History of $f \circ g$
Solution 1:
N. Bourbaki used $f\circ g$ with the interpretation $(f\circ g)(x)=f(g(x))$ in 1949 (Fonctions d'une variable réelle).
Looking at the Bourbaki papers, I found this example from 1944 (middle of page 5), with the same interpretation. I haven't found any older examples, although I haven't tried very hard. (Van der Waerden does not use this notation in his Moderne Algebra from 1930.)
It is certainly conceivable that the notation $f\circ g$ was invented by someone from the Bourbaki group. They were certainly very occupied with good notation, and André Weil introduced the modern symbol for the empty set in 1939 to be able to distinguish between $\emptyset$ and $0$. This notation for composition could have appeared from a similar discussion about $f(g(x))$ and $f(x)g(x)$.
Solution 2:
In dealing with categories and groupoids it is natural to write the composition of
$$A \xrightarrow{f} B \xrightarrow{g} C $$ as $$ A \xrightarrow{fg} C.$$ This convention is used in the book
Higgins, P.J., Categories and Groupoids, Van Nostrand Reinhold Mathematical studies 32, Van Nostrand Reinhold, London, (1971); Reprints in Theory and Applications of Categories, No. 7 (2005) pp 1--195. (downloadable)
and might be called the "algebraist's convention". I have found it very useful in dealing with double and higher categories and groupoids. It involves writing functions on the right as $(x)f$ as mentioned in other answers.

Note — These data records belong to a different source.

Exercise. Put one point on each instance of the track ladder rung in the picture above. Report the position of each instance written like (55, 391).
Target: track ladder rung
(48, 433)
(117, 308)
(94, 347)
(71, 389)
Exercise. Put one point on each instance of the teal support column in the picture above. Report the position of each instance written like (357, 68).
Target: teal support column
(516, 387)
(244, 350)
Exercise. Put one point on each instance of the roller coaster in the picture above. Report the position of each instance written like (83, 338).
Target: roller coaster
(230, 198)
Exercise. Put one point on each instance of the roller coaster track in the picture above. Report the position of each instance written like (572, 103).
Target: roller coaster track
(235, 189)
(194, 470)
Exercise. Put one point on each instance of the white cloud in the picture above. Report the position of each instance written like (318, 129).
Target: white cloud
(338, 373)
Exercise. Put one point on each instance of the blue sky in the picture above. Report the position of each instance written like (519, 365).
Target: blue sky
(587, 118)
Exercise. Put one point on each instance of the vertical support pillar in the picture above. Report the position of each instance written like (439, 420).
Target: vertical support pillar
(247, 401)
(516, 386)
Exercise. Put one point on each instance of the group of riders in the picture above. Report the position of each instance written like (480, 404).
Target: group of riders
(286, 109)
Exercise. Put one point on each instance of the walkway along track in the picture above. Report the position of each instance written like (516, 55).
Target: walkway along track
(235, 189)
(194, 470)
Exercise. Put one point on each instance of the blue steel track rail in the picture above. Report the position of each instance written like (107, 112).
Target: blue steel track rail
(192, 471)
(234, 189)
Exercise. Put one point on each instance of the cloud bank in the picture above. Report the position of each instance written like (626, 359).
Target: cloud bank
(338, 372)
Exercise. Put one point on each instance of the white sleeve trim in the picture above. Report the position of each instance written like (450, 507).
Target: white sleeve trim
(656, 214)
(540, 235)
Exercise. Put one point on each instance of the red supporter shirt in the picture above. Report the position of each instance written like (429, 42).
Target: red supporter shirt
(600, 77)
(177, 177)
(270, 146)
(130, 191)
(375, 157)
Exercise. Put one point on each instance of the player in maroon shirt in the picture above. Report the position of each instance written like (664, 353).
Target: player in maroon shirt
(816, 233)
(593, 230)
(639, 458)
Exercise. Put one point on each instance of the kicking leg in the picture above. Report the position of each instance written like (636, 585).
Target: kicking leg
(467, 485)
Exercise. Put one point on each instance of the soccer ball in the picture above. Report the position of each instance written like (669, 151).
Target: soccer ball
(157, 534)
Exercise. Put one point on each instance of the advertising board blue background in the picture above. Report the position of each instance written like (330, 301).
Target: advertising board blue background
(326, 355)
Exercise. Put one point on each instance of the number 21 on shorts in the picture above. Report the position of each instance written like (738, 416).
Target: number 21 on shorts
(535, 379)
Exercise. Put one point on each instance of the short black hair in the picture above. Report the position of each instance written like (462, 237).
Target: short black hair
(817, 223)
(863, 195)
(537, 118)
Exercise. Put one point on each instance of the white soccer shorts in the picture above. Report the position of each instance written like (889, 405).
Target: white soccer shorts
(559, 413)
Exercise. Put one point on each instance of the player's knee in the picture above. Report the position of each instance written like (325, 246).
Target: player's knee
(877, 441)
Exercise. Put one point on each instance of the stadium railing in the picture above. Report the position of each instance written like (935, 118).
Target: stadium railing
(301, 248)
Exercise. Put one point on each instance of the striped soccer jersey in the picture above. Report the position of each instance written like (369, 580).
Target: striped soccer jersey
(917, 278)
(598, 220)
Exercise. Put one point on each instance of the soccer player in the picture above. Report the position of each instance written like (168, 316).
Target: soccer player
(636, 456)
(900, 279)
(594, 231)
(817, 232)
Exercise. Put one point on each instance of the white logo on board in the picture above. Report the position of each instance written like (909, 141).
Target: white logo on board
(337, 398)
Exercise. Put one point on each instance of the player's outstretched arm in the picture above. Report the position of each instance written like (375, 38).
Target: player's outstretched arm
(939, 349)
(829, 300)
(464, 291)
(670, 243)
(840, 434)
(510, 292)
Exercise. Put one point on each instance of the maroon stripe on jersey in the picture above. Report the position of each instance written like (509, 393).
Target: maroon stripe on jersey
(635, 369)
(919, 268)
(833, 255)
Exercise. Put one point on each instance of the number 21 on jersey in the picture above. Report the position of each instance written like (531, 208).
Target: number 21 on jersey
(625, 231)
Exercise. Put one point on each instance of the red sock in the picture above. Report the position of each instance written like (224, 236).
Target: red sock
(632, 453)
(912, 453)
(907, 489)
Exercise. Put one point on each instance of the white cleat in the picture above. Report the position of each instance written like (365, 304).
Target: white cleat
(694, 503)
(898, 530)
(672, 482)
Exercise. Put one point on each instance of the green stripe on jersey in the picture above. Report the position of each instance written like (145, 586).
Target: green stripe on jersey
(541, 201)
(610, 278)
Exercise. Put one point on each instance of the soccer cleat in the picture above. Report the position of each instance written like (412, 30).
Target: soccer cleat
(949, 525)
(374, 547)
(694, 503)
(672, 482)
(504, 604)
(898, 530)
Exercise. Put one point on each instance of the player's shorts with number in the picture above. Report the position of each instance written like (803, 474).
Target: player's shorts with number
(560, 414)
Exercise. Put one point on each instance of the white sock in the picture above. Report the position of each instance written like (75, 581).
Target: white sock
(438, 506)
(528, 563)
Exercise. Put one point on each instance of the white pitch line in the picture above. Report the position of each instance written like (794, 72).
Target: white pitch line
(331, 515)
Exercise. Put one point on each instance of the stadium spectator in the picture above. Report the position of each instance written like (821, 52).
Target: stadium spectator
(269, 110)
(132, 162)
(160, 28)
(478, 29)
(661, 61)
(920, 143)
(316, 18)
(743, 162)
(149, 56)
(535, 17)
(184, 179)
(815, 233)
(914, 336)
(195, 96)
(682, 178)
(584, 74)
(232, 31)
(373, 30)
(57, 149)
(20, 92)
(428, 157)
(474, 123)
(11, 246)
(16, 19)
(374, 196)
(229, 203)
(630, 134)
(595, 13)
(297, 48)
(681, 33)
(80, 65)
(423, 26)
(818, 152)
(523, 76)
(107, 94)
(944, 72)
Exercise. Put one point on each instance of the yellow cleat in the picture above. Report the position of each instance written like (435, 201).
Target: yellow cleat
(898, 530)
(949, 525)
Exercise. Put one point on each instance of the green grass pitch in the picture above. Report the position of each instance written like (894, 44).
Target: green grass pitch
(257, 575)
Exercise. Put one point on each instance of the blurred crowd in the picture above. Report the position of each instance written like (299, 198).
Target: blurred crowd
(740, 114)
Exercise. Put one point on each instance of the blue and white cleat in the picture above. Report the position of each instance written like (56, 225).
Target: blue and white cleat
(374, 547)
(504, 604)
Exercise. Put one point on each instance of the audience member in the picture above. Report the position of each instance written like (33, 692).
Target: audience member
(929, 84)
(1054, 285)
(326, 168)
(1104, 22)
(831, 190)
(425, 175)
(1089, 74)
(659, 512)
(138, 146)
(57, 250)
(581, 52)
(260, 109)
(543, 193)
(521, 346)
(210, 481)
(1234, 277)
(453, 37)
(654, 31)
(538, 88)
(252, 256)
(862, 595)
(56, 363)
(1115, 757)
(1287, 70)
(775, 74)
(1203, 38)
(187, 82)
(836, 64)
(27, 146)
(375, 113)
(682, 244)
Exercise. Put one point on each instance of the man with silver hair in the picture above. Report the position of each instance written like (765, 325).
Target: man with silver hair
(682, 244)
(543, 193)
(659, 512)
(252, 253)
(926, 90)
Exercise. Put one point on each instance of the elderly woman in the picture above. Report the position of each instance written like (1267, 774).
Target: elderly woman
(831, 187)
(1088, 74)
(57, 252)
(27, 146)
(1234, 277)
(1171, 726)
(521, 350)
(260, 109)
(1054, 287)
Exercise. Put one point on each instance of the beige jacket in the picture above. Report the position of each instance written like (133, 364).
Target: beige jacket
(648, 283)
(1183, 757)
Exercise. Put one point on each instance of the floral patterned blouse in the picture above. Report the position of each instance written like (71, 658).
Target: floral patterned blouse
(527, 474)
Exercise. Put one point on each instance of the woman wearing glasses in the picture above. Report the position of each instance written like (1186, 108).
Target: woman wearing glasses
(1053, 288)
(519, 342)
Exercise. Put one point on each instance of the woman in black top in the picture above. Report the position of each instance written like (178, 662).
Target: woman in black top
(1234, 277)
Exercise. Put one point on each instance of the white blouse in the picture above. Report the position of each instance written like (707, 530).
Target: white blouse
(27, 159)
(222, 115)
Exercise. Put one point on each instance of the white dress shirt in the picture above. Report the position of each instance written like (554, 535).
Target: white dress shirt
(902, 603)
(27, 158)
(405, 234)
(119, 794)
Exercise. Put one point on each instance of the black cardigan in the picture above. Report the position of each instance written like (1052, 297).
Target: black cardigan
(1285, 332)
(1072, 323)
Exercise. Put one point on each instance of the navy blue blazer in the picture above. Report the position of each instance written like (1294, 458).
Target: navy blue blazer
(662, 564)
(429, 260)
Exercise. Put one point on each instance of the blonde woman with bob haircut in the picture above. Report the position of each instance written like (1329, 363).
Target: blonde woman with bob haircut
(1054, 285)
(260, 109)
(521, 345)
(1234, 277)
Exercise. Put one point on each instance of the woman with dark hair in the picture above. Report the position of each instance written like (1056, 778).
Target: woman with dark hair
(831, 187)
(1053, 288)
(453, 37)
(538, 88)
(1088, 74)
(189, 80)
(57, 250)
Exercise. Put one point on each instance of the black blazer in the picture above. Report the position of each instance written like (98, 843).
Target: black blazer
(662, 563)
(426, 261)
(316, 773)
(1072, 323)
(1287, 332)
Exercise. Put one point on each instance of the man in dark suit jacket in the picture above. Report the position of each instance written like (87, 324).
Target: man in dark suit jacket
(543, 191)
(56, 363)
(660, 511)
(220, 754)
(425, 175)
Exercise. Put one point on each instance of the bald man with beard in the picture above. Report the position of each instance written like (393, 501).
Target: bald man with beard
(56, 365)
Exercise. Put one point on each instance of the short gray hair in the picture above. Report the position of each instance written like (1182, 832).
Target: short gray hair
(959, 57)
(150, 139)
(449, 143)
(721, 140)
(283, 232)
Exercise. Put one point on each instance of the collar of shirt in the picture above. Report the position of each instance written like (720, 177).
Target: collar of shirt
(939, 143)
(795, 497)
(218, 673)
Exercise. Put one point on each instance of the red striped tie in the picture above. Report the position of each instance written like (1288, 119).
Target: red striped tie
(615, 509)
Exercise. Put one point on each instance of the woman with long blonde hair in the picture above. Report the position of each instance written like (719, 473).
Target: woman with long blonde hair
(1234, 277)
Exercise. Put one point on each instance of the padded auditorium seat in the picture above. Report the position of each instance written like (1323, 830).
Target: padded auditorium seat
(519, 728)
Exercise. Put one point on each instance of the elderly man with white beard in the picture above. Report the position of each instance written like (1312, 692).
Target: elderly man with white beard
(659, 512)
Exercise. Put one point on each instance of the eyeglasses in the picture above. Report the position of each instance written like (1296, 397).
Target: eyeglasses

This goes against the grain of course in dealing with the functions sin and log !
These ideas and notations, for example $x \mapsto x^2 +1$, evolved through trying to clarify the notion of function, and eventually finding both the domain and codomain were important, leading to a function being $f: A \to B$, with domain $A$ and codomain $B$. This arrow notation is one of the impetuses behind the notion of category. A further complication is that ordinary real number analysis and calculus is largely about partial functions $\mathbb R \to \mathbb R$, i.e. functions whose domain of definition is a subset of $\mathbb R$.
Solution 3:
I have never seen "$(f\circ g)(x)=g(f(x))$" in a math paper or book. Looking at a few of the results you quote from Google, the only academic papers I find there are either in computer science or engineering.
Maybe the confusion arises from the following fact: in Spanish (and maybe in French?) which is the language I took my undergrad classes in, one reads "$f\circ g$" as "$g$ composed with $f$". I remember this was a source of confusion for many students.